Recent threats such as Stuxnet, Duqu, Flame, and Shamoon have proven that cyber attacks threaten to penetrate and sabotage critical control and monitoring systems with significant consequences. Every day we delay, cyber intruders continue trolling for ways to disrupt our nation’s infrastructure – stealing intellectual property worth up to $1 trillion, probing electrical grids for the vulnerabilities that will enable them to plunge entire cities into darkness, or using a key stroke to commit the next act of mass destruction. Just as lack of sufficient attention to safety within the aviation community will have a wider impact than just the company, lack of sufficient attention to cybersecurity within the critical infrastructure will have a wider national impact. In these cases, the government must ensure that national interests are protected, not just the companies’.

Similar to the IMO and FAA, government should serve as an industry advocate focusing on identifying policies and controls. This doesn’t mean the regulatory bodies need to tell industry how to meet the challenges of cybersecurity – just that it has to.

The FAA grants aircraft manufacturers ‘airworthiness’ certificates and carriers licenses to operate. They do not tell industry how they should meet safety levels, only that they will not be allowed to operate unless they do. A “Cyber-FAA” organization should be created to develop standards and ensure compliance – like air traffic controllers oversee air traffic today. Their first priority would be to protect Americans from cyber threats and help private industry harden and build resilient networks to cope with the threats emanating from cyberspace. One necessary component of this plan is the adoption of minimum security standards. These standards must be collaboratively developed by government and industry and not be overly burdensome. Only Congressionally mandated incentives and repercussions can make such a process viable.

Regulation and mandates force action and require companies to comply while driving up costs. Advocating standards incentivizes cybersecurity vendors to invest in research and development, by motivating them to stay ‘ahead of the curve’ to meet the needs of their customers – helping offset costs. Similar to the DoD standards enforced today, “Cyber-FAA”-driven standards will encourage industry to develop and implement solutions that are independently tested and certified for compliance.

Shipping serves more than 90% of global trade, and the IMO is there to help maintain the security and safety of cargo and passengers. Millions of people in the US travel by airplane every year, and the FAA constantly strives to ensure air safety. With cyberspace touching nearly every part of our daily lives, who is there to maintain its security?

Time is of the essence. Government and industry need to work together to ensure that companies are adequately addressing cyber risks that threaten the physical and economic security of our nation while respecting the values of freedom, openness and innovation fundamental to us all.
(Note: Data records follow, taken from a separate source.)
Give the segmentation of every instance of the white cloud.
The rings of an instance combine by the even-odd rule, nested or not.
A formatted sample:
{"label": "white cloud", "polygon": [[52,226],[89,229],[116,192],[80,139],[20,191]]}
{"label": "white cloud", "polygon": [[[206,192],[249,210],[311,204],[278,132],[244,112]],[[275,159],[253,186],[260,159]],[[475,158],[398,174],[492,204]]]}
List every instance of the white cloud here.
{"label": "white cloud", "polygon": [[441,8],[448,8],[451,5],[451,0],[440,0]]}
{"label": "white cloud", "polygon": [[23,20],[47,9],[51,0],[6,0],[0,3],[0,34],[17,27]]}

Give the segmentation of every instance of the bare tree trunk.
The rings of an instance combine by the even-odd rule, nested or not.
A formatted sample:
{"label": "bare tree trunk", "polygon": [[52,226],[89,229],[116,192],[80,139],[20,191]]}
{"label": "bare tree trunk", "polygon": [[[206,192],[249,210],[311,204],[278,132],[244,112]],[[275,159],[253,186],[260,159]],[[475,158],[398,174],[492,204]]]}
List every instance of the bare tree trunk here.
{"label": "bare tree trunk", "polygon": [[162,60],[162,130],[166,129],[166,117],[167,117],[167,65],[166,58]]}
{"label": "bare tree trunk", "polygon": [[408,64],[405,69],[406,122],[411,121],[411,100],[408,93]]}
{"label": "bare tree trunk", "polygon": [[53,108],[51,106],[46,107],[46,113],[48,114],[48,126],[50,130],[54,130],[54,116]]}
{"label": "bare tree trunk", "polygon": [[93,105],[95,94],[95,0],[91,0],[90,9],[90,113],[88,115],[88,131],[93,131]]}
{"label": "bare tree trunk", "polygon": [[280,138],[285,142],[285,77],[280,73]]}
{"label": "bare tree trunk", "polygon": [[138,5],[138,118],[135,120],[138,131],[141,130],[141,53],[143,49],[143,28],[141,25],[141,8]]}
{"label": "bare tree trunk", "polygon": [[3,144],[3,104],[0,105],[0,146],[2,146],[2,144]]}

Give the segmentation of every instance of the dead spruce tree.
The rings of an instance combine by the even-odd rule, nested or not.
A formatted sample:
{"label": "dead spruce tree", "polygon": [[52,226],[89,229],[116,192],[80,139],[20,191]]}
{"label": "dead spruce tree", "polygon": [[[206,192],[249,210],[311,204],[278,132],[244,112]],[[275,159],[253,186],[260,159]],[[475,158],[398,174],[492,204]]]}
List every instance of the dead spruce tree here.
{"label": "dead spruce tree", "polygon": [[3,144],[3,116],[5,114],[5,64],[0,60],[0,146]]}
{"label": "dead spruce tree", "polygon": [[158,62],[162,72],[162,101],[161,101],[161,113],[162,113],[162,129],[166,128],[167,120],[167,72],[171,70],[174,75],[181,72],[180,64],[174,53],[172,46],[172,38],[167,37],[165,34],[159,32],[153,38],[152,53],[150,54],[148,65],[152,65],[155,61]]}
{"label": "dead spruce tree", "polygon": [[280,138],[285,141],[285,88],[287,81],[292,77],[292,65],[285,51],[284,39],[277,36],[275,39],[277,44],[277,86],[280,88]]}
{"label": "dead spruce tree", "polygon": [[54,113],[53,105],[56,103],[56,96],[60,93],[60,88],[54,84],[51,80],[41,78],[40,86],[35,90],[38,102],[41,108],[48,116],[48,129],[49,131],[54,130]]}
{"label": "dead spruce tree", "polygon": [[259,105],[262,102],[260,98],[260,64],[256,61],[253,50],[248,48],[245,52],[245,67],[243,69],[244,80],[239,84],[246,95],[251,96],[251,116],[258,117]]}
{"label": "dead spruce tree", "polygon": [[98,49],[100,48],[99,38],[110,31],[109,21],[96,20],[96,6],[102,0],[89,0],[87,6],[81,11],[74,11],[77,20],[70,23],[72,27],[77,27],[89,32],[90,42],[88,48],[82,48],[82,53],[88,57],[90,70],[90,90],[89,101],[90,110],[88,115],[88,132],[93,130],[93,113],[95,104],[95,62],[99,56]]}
Olugbenga “Benga” Erinle is president of 3e Technologies International (3eTI), an Ultra Electronics company and provider of government-validated, cyber secure network solutions that enable security for critical information systems, infrastructure protection and industrial automation. Erinle was appointed by NATO’s Civil-Military Planning and Support Section (CMPS) and the Euro-Atlantic Partnership Council (EAPC) as an Electronics Communications Expert in Critical Information Infrastructure Protection (CIIP). He also is a selected Subject Matter Expert (SME). Erinle has an MBA from the University of Maryland, a bachelor’s degree in electrical engineering from Howard University and a bachelor’s degree in math from Bowie State University.